Et elle disparut au détour de la paroi.

Alors, Vanille pleura. Sur la mort des garçons, leur stupidité et les images que reformait son esprit. Elle imaginait la terreur de Jade, il avait sûrement été tué en premier. L’action se serait passée au creux des bois. Il s’était levé tôt pour relever ses pièges et avait croisé la route d’Adèle déjà transformée en énorme araignée. En songeant à sa taille, Vanille sentit son corps se glacer. Jade se serait peut-être défendu et...

À moins qu’il n’en ait pas eu le temps.

Elle connaissait leur rapidité à happer la proie. Adèle l’aurait piqué, immobilisé dans un cocon et enfin, vidé de son sang. Deux crochets redoutables, insensibles aux hurlements. Vanille se mordit les poings en gémissant puis se balança doucement d’avant en arrière pour tenter de se calmer.
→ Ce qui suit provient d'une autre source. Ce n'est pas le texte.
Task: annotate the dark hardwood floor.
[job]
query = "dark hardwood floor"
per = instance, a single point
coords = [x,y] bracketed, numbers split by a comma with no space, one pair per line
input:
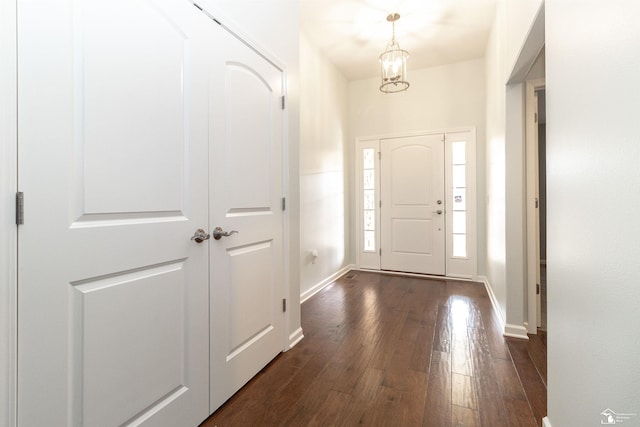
[382,350]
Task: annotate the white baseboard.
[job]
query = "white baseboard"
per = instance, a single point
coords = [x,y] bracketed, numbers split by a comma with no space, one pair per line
[295,338]
[515,331]
[494,300]
[320,286]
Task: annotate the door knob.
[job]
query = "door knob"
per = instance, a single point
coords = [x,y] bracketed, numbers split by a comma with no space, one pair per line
[200,235]
[219,232]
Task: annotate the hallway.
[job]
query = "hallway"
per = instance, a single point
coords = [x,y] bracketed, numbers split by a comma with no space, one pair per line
[390,350]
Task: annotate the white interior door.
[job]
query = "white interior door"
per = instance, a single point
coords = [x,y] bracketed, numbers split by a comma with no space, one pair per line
[413,204]
[113,136]
[246,192]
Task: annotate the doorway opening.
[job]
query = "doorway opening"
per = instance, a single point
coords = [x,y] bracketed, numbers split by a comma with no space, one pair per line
[416,203]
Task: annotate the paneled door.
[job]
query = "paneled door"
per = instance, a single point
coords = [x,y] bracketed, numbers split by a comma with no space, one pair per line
[413,204]
[113,162]
[246,191]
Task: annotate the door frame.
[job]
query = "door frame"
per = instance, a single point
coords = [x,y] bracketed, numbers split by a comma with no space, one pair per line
[465,269]
[531,197]
[8,228]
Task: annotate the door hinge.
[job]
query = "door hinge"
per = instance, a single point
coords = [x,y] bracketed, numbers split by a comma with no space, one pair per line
[19,208]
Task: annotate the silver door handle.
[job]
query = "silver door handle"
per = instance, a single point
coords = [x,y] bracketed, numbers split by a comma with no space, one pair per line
[219,232]
[200,235]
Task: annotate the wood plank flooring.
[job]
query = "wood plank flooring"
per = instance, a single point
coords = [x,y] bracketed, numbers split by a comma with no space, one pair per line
[382,350]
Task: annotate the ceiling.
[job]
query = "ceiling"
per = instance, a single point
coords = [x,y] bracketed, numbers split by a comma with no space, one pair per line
[353,33]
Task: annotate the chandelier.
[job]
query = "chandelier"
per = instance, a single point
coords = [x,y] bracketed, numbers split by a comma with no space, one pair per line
[393,63]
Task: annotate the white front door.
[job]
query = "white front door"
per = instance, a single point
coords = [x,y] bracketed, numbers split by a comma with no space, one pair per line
[245,201]
[413,204]
[113,136]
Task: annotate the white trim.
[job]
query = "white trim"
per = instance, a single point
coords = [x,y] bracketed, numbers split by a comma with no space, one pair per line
[366,259]
[419,275]
[515,331]
[494,300]
[532,223]
[8,187]
[324,283]
[295,338]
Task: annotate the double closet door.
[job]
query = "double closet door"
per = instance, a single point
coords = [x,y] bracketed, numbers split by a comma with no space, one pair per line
[141,123]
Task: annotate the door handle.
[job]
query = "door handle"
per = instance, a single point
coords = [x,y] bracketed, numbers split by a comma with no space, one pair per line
[219,233]
[200,235]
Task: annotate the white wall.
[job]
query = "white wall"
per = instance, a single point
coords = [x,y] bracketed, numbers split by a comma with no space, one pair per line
[323,187]
[445,97]
[593,193]
[504,159]
[273,27]
[8,186]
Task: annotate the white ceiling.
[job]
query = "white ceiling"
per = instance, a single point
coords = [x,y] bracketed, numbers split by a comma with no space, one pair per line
[353,33]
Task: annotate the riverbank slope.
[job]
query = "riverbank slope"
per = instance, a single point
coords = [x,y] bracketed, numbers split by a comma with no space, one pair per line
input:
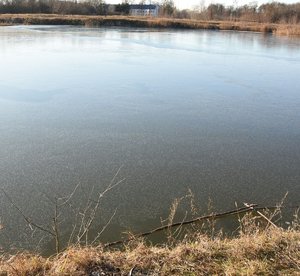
[274,251]
[147,22]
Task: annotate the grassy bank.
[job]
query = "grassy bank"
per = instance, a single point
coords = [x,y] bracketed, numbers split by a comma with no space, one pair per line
[128,21]
[270,252]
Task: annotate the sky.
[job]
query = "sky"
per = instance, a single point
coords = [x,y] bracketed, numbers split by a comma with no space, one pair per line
[189,4]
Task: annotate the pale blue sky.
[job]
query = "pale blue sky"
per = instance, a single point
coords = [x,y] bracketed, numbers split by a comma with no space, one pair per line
[184,4]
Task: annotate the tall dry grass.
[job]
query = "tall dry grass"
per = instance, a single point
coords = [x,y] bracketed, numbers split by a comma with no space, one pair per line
[260,248]
[148,22]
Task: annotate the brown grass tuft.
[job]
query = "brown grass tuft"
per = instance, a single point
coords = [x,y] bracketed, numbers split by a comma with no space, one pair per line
[269,252]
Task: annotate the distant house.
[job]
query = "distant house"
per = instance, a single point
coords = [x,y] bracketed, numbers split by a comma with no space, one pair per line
[144,10]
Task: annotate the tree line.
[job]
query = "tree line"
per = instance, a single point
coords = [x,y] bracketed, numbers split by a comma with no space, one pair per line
[274,12]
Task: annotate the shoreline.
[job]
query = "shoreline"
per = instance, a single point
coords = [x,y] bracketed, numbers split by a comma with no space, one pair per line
[147,22]
[270,251]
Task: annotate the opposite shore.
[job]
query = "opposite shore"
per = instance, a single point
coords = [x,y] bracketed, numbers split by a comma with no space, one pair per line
[147,22]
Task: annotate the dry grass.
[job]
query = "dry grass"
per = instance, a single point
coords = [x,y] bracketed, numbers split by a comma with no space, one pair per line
[147,22]
[271,252]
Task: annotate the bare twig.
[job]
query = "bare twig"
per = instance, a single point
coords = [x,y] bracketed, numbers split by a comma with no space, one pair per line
[31,223]
[166,227]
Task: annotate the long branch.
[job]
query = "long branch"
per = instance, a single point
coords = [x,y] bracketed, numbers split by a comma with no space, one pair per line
[249,208]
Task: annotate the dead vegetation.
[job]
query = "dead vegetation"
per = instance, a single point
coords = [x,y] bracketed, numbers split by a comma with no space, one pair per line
[147,22]
[259,247]
[270,252]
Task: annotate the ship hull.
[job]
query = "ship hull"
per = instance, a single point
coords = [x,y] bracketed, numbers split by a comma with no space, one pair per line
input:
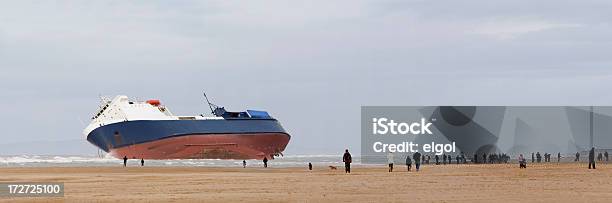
[207,146]
[192,139]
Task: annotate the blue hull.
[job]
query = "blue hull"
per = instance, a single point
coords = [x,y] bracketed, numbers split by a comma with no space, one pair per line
[123,134]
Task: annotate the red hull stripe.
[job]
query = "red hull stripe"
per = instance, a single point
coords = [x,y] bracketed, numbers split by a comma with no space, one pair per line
[207,146]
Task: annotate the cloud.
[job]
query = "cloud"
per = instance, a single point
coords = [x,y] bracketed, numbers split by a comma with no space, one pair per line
[513,28]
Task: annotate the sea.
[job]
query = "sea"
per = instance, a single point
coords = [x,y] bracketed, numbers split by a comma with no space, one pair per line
[97,161]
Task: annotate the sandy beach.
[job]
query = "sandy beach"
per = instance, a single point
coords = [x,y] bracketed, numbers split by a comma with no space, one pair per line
[548,182]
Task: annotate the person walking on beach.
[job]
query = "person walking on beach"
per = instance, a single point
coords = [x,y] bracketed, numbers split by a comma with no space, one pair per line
[390,161]
[347,159]
[417,160]
[408,162]
[484,158]
[443,159]
[522,162]
[599,157]
[592,158]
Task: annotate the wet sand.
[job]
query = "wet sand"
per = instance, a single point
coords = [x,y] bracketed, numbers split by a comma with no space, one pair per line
[465,183]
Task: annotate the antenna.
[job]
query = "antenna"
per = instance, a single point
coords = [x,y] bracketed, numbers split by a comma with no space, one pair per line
[210,105]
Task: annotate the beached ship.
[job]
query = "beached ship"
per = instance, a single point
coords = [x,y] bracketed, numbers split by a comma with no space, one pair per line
[147,129]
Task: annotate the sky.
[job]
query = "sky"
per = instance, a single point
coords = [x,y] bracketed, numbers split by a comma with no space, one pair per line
[312,64]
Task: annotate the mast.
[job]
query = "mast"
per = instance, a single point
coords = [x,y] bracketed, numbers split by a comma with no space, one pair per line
[591,126]
[209,104]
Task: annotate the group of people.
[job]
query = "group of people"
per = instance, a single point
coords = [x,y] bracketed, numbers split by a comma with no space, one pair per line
[538,157]
[417,157]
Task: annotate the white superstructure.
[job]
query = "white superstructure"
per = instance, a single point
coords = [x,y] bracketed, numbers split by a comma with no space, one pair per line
[121,109]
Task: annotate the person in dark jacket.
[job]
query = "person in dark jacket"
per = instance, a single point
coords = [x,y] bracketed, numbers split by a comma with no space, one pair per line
[347,159]
[417,160]
[577,157]
[484,158]
[592,158]
[408,162]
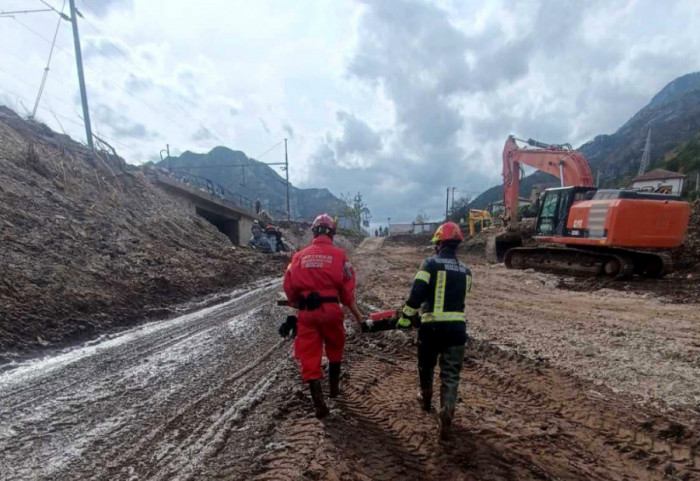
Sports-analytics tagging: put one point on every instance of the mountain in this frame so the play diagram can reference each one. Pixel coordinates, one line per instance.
(240, 175)
(673, 115)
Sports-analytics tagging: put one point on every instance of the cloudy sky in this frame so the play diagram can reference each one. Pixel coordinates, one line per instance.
(397, 99)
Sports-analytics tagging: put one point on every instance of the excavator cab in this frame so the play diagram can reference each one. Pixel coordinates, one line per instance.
(554, 209)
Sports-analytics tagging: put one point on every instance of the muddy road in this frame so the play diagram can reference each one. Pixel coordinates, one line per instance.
(216, 394)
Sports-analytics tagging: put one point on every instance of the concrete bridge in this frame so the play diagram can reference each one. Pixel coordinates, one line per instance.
(233, 220)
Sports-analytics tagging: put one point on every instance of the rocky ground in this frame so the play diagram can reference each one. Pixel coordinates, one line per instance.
(88, 244)
(559, 385)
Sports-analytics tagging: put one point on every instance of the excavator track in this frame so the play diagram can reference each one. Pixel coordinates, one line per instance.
(616, 264)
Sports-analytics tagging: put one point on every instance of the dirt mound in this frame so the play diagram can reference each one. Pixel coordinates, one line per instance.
(414, 240)
(298, 234)
(88, 243)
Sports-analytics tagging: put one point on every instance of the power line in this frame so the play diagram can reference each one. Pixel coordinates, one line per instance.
(268, 150)
(129, 59)
(104, 77)
(48, 62)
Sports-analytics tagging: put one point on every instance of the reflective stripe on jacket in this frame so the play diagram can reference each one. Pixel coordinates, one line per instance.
(323, 268)
(440, 286)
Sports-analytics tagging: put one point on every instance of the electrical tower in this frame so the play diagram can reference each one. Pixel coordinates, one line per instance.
(644, 165)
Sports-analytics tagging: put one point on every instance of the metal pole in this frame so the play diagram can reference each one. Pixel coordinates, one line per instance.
(81, 76)
(286, 169)
(561, 172)
(447, 204)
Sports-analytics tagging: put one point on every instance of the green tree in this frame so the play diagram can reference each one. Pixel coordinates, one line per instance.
(356, 211)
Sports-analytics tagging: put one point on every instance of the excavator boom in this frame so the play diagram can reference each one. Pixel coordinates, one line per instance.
(561, 161)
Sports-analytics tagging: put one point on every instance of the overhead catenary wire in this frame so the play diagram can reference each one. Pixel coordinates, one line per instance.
(48, 62)
(129, 58)
(105, 77)
(73, 121)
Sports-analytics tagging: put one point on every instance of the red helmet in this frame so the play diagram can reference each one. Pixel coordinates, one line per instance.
(449, 231)
(323, 224)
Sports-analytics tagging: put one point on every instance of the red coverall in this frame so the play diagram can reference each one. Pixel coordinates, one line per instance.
(323, 268)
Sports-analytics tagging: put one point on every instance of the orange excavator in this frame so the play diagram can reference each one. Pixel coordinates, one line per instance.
(584, 230)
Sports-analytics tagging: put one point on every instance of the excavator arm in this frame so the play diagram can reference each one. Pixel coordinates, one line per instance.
(561, 161)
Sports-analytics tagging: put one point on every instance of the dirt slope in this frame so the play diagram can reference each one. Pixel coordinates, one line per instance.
(88, 243)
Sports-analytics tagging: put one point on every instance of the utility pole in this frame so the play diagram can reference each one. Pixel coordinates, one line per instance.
(81, 76)
(646, 155)
(447, 205)
(286, 170)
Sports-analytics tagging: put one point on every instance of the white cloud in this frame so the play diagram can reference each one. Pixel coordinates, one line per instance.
(397, 99)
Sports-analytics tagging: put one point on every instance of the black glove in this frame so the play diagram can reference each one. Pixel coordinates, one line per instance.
(289, 327)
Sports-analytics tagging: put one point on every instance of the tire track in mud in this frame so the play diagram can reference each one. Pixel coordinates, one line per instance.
(149, 343)
(516, 419)
(124, 410)
(633, 441)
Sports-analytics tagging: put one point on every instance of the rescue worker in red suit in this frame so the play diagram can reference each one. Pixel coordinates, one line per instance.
(318, 280)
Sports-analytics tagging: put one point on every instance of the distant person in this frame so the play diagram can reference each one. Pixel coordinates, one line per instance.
(278, 240)
(271, 232)
(256, 230)
(318, 280)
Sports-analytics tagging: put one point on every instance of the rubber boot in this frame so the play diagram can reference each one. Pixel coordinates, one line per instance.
(425, 397)
(317, 397)
(445, 422)
(334, 378)
(425, 393)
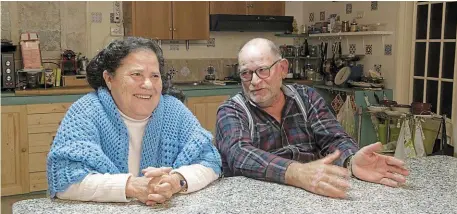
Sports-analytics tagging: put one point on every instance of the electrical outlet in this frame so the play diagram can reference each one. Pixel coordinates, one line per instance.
(360, 14)
(117, 31)
(174, 47)
(117, 12)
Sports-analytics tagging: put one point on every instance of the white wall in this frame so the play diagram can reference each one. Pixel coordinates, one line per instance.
(227, 43)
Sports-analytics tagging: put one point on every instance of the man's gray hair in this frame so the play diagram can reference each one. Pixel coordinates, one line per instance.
(275, 52)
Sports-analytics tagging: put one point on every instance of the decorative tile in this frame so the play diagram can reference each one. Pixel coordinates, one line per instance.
(388, 49)
(211, 42)
(374, 5)
(96, 17)
(352, 49)
(377, 68)
(360, 65)
(6, 21)
(348, 8)
(368, 49)
(322, 17)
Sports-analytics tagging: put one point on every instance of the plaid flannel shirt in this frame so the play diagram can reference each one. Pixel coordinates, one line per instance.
(275, 144)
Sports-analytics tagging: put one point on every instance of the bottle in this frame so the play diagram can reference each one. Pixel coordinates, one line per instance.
(306, 47)
(295, 27)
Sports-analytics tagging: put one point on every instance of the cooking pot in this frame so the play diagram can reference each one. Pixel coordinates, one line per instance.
(234, 73)
(421, 108)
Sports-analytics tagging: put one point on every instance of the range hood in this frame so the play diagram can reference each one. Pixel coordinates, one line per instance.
(251, 23)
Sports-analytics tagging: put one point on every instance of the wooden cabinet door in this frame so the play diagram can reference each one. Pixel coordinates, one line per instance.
(272, 8)
(190, 20)
(205, 109)
(152, 19)
(228, 7)
(15, 174)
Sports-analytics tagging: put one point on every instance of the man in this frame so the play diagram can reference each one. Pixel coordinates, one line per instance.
(288, 135)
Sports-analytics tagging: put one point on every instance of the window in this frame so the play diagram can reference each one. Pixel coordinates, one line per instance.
(434, 75)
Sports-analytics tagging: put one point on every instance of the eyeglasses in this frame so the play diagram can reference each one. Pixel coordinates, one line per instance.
(262, 72)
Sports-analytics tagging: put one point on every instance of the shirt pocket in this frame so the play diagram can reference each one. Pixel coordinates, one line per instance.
(304, 132)
(264, 133)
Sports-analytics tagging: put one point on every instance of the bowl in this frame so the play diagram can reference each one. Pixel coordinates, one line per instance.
(374, 108)
(402, 108)
(394, 113)
(421, 108)
(387, 103)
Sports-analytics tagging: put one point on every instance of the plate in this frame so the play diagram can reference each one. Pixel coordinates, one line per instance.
(377, 108)
(394, 113)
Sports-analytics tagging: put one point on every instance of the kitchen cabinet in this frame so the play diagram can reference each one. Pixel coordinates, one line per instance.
(205, 109)
(272, 8)
(27, 134)
(167, 20)
(43, 121)
(15, 178)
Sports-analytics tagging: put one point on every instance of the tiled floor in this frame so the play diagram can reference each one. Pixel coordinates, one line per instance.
(8, 201)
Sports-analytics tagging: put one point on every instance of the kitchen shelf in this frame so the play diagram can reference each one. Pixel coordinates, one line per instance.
(301, 57)
(360, 33)
(292, 35)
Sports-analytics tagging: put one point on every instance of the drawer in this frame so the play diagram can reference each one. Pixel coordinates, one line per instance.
(50, 128)
(48, 108)
(37, 162)
(41, 119)
(40, 142)
(38, 181)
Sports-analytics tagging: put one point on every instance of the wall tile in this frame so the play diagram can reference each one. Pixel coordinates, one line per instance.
(368, 49)
(374, 5)
(388, 49)
(348, 8)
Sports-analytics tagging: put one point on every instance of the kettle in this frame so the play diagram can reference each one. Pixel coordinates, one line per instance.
(82, 65)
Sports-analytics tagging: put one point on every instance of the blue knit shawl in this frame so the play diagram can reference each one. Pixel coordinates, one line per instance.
(93, 138)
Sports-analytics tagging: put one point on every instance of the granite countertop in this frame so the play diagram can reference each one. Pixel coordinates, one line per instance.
(431, 188)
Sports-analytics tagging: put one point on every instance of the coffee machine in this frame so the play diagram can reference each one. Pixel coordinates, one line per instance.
(8, 74)
(69, 64)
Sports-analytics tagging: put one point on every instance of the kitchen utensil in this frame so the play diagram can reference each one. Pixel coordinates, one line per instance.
(82, 65)
(342, 76)
(402, 108)
(345, 26)
(421, 108)
(32, 79)
(387, 103)
(376, 108)
(354, 26)
(211, 73)
(184, 71)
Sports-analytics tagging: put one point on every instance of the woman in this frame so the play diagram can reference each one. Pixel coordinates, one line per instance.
(130, 122)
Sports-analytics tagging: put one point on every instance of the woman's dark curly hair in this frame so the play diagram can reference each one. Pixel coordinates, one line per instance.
(110, 58)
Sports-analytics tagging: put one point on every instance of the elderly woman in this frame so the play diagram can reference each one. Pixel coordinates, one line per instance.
(130, 138)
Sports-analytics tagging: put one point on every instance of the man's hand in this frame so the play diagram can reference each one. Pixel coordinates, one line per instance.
(162, 185)
(320, 177)
(161, 189)
(370, 166)
(137, 187)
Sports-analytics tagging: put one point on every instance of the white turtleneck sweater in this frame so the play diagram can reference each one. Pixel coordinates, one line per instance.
(111, 187)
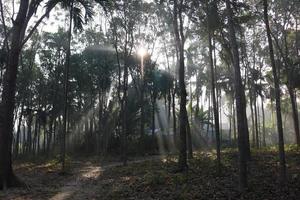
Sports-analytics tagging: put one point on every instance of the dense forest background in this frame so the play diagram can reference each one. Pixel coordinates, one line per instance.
(131, 78)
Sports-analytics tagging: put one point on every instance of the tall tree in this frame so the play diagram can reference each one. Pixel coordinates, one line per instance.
(277, 96)
(240, 101)
(179, 35)
(26, 11)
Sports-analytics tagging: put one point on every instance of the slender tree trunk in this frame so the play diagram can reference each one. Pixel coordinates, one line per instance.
(209, 112)
(189, 139)
(295, 115)
(174, 115)
(240, 102)
(252, 120)
(264, 123)
(178, 30)
(214, 101)
(234, 122)
(66, 91)
(256, 123)
(18, 131)
(277, 98)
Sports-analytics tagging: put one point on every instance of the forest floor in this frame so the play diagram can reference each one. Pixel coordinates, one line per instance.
(155, 178)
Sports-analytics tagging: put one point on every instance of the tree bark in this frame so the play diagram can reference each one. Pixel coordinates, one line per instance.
(178, 30)
(240, 102)
(214, 101)
(18, 131)
(295, 115)
(7, 177)
(277, 97)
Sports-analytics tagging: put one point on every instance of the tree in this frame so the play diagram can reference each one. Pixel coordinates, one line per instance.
(178, 31)
(209, 13)
(26, 10)
(277, 96)
(75, 11)
(240, 101)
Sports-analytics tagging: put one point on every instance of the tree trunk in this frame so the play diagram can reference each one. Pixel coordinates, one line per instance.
(256, 123)
(7, 177)
(18, 131)
(178, 30)
(264, 125)
(240, 102)
(277, 98)
(214, 101)
(189, 139)
(295, 115)
(66, 91)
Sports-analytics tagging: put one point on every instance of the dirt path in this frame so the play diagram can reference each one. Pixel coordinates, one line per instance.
(45, 183)
(75, 189)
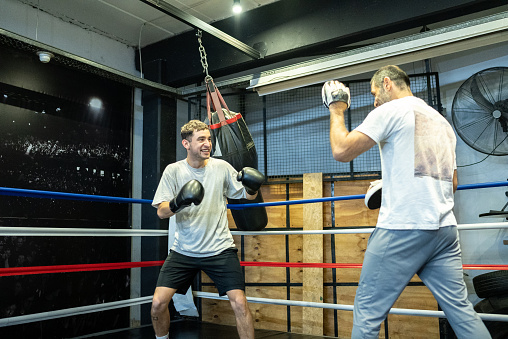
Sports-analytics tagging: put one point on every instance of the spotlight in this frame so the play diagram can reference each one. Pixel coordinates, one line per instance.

Myriam retrouva sa fille dans cet état.

 

 

La police ne put lui extraire un mot sur les circonstances de sa découverte et Myriam l’éloigna des curieux et des médias. Vanille termina son année scolaire à la maison.

 

Boret, lui, devint fou de douleur, il fallut l’interner. La mère vendit la ferme et quitta le village avec sa fille.

 

La rumeur dit qu’elles vivent heureuses, en bord de mer.